Data Science Fundamentals Flashcards
What are the two types of variables?
- Numerical
- Categorical
What two examples exist of numerical variables?
Numerical variables are a combination of the measurement and the unit. Without the unit, a numerical value is just a number.
There are two ways to get a numerical variable. You can have:
- Discrete - This is where we have a variable that we can count as it gives us a whole number
- Continuous - This is where we get a partial value as we measure it is there is no full integer
What examples exist of a categorical variable?
A categorical variable has three types:
- Nominal (Think of a name)
- Dichotomous (Two only as in Di)
- Ordinal (Think of an order of something like a likert scale)
In the context of missing data, what is Missing at Random data?
When we measure data, we can see several observations pop up. If we measure the height of the house and find that all the yellow houses don’t have a height measurement, we can begin to infer something from one variable that says something about this variable.
This kind of missing is called Missing at Random.
What makes a good variable?
Suitable variables should only measure:
- One characteristic
- Can’t be characteristic themselves
In the context of missing data, what is Structurally Random data?
Finally, data can be structurally missing, meaning that we wouldn’t expect a value there, to begin with.
An example of collecting data about fruit on our trees.

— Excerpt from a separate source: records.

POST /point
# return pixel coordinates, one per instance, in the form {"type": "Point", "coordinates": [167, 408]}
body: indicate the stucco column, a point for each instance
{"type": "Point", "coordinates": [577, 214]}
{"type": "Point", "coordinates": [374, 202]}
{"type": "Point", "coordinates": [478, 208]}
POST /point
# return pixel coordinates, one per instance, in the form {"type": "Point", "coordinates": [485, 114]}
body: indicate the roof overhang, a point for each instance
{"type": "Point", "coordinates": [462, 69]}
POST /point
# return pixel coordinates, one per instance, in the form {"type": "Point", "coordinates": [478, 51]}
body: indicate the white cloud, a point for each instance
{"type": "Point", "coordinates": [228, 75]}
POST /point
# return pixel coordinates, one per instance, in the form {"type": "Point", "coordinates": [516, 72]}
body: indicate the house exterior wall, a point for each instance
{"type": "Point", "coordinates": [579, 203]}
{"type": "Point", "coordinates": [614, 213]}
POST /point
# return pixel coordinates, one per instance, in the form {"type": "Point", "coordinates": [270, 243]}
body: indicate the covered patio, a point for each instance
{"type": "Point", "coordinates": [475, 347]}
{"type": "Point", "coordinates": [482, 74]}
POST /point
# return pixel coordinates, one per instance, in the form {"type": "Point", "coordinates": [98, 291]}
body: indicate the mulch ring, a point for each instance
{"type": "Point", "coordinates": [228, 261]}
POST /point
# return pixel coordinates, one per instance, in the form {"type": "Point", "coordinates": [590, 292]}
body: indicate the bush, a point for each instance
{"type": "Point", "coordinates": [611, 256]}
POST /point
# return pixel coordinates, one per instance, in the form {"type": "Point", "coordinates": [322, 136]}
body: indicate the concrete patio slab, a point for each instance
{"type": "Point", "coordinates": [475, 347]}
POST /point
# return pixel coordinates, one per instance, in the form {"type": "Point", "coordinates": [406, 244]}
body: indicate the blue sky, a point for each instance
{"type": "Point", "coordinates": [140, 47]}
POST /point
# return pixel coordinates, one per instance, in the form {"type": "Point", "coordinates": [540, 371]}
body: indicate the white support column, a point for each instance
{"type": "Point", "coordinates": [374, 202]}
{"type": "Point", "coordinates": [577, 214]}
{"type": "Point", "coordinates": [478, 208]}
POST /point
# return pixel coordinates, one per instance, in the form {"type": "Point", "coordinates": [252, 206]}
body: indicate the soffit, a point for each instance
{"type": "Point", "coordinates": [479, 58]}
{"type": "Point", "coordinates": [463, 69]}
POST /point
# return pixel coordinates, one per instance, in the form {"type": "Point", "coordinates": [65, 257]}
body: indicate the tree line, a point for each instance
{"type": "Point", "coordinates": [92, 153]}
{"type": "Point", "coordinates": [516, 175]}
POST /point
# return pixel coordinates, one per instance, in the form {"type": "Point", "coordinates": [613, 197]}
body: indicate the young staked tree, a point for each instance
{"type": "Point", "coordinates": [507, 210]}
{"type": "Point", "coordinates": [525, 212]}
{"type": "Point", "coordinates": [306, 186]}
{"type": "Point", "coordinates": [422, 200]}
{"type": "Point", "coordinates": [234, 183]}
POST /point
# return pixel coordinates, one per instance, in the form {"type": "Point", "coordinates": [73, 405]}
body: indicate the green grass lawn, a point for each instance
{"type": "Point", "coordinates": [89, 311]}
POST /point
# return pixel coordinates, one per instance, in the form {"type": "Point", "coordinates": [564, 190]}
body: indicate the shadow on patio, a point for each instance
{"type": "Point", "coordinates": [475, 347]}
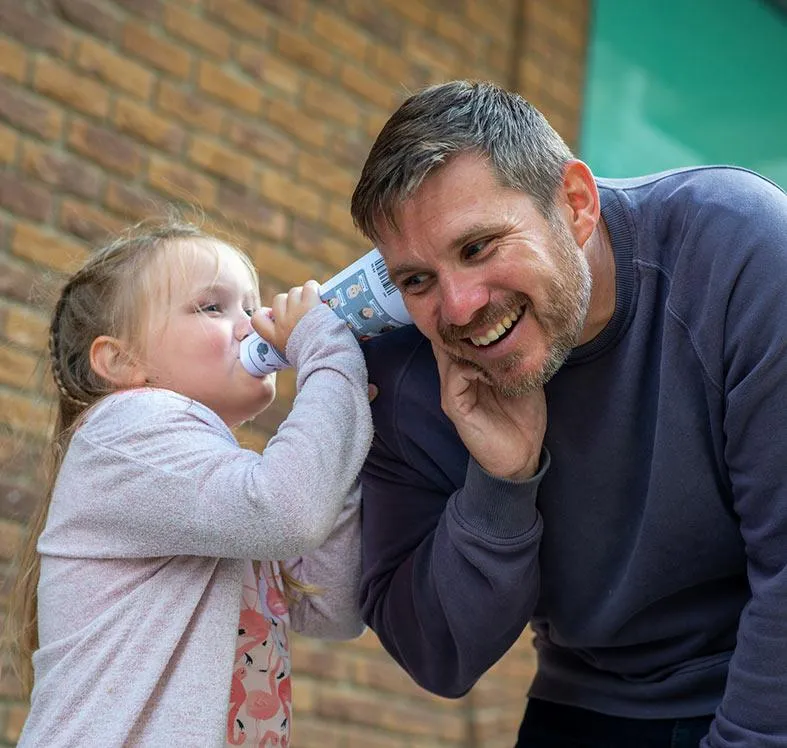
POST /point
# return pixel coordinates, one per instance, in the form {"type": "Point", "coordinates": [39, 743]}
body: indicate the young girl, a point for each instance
{"type": "Point", "coordinates": [162, 612]}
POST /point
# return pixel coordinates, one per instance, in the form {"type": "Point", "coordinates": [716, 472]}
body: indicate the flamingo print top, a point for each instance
{"type": "Point", "coordinates": [261, 690]}
{"type": "Point", "coordinates": [145, 583]}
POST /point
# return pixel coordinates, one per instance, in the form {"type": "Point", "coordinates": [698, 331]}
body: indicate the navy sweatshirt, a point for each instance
{"type": "Point", "coordinates": [649, 553]}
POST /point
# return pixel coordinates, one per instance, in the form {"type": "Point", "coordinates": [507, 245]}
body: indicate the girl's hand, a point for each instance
{"type": "Point", "coordinates": [276, 323]}
{"type": "Point", "coordinates": [504, 435]}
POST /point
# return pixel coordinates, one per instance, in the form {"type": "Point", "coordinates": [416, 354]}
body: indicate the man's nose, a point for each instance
{"type": "Point", "coordinates": [462, 296]}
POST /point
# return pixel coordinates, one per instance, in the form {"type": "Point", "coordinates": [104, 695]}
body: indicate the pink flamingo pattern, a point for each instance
{"type": "Point", "coordinates": [261, 688]}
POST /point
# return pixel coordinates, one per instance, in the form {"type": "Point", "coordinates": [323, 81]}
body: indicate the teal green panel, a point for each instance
{"type": "Point", "coordinates": [683, 82]}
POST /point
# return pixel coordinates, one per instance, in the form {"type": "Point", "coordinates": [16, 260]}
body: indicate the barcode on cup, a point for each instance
{"type": "Point", "coordinates": [382, 273]}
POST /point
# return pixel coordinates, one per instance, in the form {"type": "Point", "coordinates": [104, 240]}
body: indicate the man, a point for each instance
{"type": "Point", "coordinates": [587, 431]}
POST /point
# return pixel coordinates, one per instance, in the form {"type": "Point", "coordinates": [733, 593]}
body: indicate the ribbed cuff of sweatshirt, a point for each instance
{"type": "Point", "coordinates": [499, 507]}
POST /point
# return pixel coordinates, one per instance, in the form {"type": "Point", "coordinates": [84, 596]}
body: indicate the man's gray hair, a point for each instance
{"type": "Point", "coordinates": [448, 119]}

Some trees will have visible fruit. For those trees, we can count how many fruits are visible. If there is no visible fruit, we can’t count how many there are. The number of fruits will be structurally missing.
What is data science?
Data science is a collection of organised observations
What is the framework underlying statistics?

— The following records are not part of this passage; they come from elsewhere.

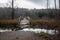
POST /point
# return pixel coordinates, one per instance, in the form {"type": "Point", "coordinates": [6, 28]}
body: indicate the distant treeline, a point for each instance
{"type": "Point", "coordinates": [5, 13]}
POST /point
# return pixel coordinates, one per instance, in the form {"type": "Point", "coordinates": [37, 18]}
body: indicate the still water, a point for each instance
{"type": "Point", "coordinates": [35, 30]}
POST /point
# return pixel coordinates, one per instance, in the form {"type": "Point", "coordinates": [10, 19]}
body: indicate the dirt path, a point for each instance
{"type": "Point", "coordinates": [19, 35]}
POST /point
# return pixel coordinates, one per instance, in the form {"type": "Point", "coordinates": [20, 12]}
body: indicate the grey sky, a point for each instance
{"type": "Point", "coordinates": [31, 4]}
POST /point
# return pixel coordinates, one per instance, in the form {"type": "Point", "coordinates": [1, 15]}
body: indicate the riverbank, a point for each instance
{"type": "Point", "coordinates": [19, 35]}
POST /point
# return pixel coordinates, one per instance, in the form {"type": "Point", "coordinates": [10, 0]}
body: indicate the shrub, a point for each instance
{"type": "Point", "coordinates": [8, 23]}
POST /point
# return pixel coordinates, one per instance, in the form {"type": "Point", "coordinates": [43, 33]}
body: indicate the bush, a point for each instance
{"type": "Point", "coordinates": [44, 35]}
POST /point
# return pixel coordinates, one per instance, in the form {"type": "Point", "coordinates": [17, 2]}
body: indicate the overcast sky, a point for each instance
{"type": "Point", "coordinates": [30, 4]}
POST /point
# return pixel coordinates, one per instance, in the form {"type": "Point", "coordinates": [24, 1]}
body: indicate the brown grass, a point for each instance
{"type": "Point", "coordinates": [9, 23]}
{"type": "Point", "coordinates": [43, 22]}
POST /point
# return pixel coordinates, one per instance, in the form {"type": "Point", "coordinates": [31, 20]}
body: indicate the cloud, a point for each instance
{"type": "Point", "coordinates": [38, 2]}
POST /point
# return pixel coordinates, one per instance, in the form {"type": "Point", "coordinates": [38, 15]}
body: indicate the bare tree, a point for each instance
{"type": "Point", "coordinates": [47, 4]}
{"type": "Point", "coordinates": [12, 14]}
{"type": "Point", "coordinates": [55, 3]}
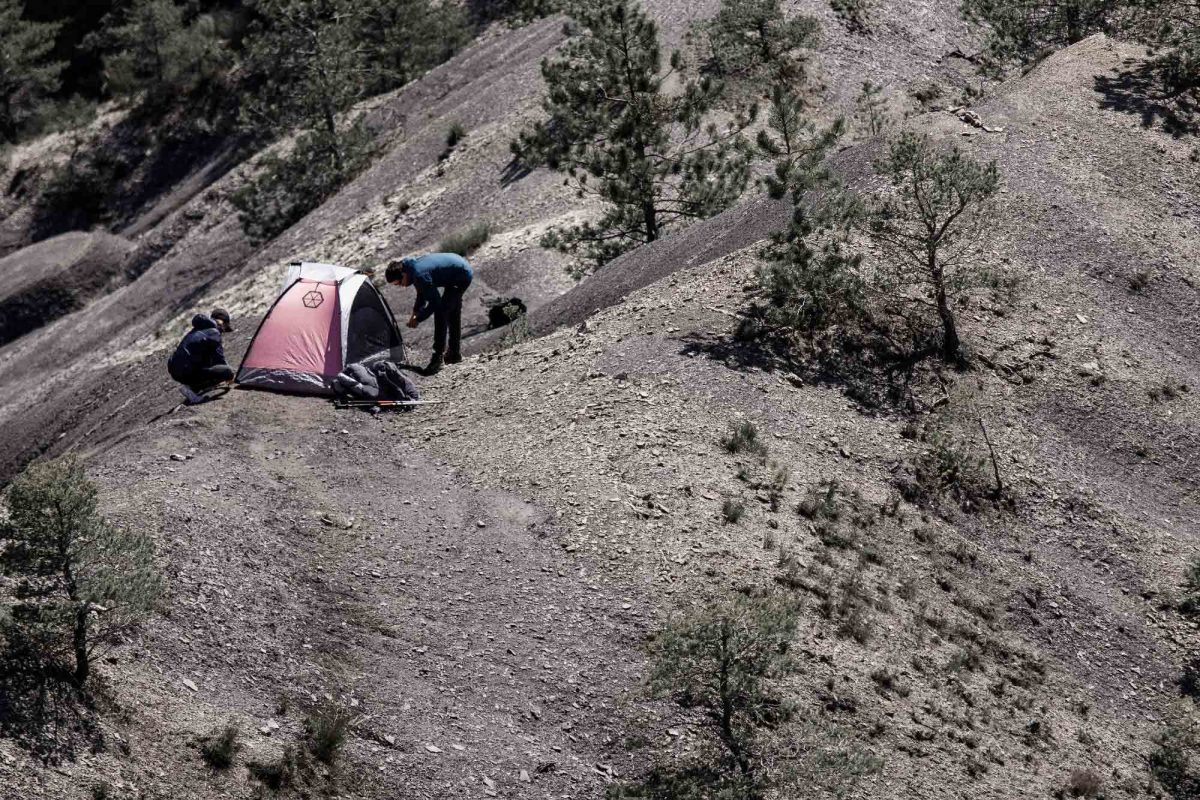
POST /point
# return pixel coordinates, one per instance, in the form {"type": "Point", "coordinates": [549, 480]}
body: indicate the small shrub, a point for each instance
{"type": "Point", "coordinates": [327, 728]}
{"type": "Point", "coordinates": [887, 681]}
{"type": "Point", "coordinates": [1084, 783]}
{"type": "Point", "coordinates": [467, 240]}
{"type": "Point", "coordinates": [744, 438]}
{"type": "Point", "coordinates": [822, 501]}
{"type": "Point", "coordinates": [948, 468]}
{"type": "Point", "coordinates": [279, 774]}
{"type": "Point", "coordinates": [853, 13]}
{"type": "Point", "coordinates": [725, 660]}
{"type": "Point", "coordinates": [1139, 281]}
{"type": "Point", "coordinates": [967, 657]}
{"type": "Point", "coordinates": [220, 747]}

Statistics follow a four-step framework:
- We want to know something about an underlying population
- We take a sample that hopefully is a good representation of the whole population
- We create some statistics from this
- We infer insights from this data
What is a dichotomous variable?
It has only two options. In the example of a tree being grown, it is a tree growing by itself or not. We would record this with the following. Is the tree by itself?

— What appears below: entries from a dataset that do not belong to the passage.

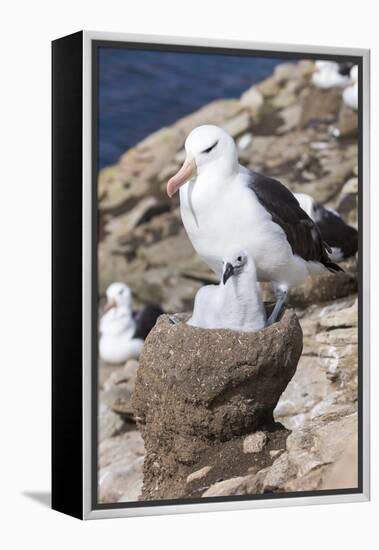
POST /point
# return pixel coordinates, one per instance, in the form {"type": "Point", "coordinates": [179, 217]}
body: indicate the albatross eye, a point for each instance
{"type": "Point", "coordinates": [210, 148]}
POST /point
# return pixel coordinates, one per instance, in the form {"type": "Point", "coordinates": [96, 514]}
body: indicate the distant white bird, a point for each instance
{"type": "Point", "coordinates": [328, 74]}
{"type": "Point", "coordinates": [236, 303]}
{"type": "Point", "coordinates": [350, 94]}
{"type": "Point", "coordinates": [117, 327]}
{"type": "Point", "coordinates": [226, 207]}
{"type": "Point", "coordinates": [341, 237]}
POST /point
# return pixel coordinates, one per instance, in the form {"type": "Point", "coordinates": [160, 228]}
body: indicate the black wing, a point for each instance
{"type": "Point", "coordinates": [145, 320]}
{"type": "Point", "coordinates": [302, 233]}
{"type": "Point", "coordinates": [335, 231]}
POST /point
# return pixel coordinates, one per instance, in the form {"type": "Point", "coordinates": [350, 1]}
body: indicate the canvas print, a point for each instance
{"type": "Point", "coordinates": [227, 362]}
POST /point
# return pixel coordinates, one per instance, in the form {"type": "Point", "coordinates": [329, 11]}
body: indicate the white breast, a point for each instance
{"type": "Point", "coordinates": [221, 217]}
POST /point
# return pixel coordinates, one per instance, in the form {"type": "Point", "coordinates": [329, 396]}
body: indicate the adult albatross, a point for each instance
{"type": "Point", "coordinates": [226, 207]}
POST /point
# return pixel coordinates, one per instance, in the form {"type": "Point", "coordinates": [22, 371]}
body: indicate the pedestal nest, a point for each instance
{"type": "Point", "coordinates": [199, 393]}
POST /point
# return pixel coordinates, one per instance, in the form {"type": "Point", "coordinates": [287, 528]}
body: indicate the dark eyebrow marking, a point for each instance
{"type": "Point", "coordinates": [210, 148]}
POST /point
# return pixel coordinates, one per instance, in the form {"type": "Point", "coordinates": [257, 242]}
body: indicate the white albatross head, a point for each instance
{"type": "Point", "coordinates": [207, 148]}
{"type": "Point", "coordinates": [118, 296]}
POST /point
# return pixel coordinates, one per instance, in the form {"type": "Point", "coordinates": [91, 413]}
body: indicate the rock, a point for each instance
{"type": "Point", "coordinates": [198, 389]}
{"type": "Point", "coordinates": [238, 125]}
{"type": "Point", "coordinates": [244, 141]}
{"type": "Point", "coordinates": [342, 318]}
{"type": "Point", "coordinates": [312, 461]}
{"type": "Point", "coordinates": [199, 474]}
{"type": "Point", "coordinates": [326, 187]}
{"type": "Point", "coordinates": [118, 389]}
{"type": "Point", "coordinates": [252, 100]}
{"type": "Point", "coordinates": [276, 452]}
{"type": "Point", "coordinates": [347, 122]}
{"type": "Point", "coordinates": [118, 398]}
{"type": "Point", "coordinates": [325, 383]}
{"type": "Point", "coordinates": [224, 488]}
{"type": "Point", "coordinates": [254, 443]}
{"type": "Point", "coordinates": [110, 423]}
{"type": "Point", "coordinates": [120, 468]}
{"type": "Point", "coordinates": [268, 87]}
{"type": "Point", "coordinates": [291, 117]}
{"type": "Point", "coordinates": [287, 72]}
{"type": "Point", "coordinates": [320, 106]}
{"type": "Point", "coordinates": [323, 288]}
{"type": "Point", "coordinates": [350, 187]}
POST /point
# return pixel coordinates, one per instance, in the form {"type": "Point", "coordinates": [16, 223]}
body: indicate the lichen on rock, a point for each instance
{"type": "Point", "coordinates": [200, 392]}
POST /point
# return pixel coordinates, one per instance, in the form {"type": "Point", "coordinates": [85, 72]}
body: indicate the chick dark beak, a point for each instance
{"type": "Point", "coordinates": [109, 305]}
{"type": "Point", "coordinates": [228, 272]}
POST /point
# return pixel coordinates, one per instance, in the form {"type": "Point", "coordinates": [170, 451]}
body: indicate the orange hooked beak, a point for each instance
{"type": "Point", "coordinates": [187, 171]}
{"type": "Point", "coordinates": [109, 305]}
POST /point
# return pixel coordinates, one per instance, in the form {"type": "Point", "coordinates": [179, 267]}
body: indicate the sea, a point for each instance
{"type": "Point", "coordinates": [141, 91]}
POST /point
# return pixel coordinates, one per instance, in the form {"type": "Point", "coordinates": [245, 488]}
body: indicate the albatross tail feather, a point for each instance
{"type": "Point", "coordinates": [333, 267]}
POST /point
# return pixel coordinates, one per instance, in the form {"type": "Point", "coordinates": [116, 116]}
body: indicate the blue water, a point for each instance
{"type": "Point", "coordinates": [141, 91]}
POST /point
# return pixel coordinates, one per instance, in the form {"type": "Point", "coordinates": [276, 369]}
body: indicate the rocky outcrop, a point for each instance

There are only two logical options in this scenario.
- Single
- Not single
For a variable to be dichotomous, it must have only two logical options
In the context of missing data, what is Missing Completely at Random data?
During our data collection, if we make an error in the collection this could just be human error coming through. This isn’t intentional. This is just means we’ve missed completely random due to happenstance.
What is an ordinal variable?
These are variables we measure using some form of scale that is then represented numerically (This is still a categorical variable). An example is a likert scale
What types of organisations are there?
- Methodology
- Shape
Ask more about this question at some point
What is the shape of data?
The shape of a distribution is described by its number of peaks, its possession of symmetry, its tendency to skew, or its uniformity. (Distributions that are skewed have more points plotted on one side of the graph than on the other.) PEAKS: Graphs often display peaks, or local maximums.
Think about the collection of data.When we collect data we want to create variables. If we were counting houses, we could use two variables:
- Height
- Colour
These things vary from house to house. A house can be called an entity, observation or instance, these terms are used interchangeably. In a well-organised dataset, the variables describe a characteristic of the entity and they also form the shape of what the data will look like.
What is a nominal variable?
This is a variable that we give a name to hence nominal as we’re nominating a name for this
What is accuracy?
Accuracy is about understanding how your data can be matched against real-world expectations.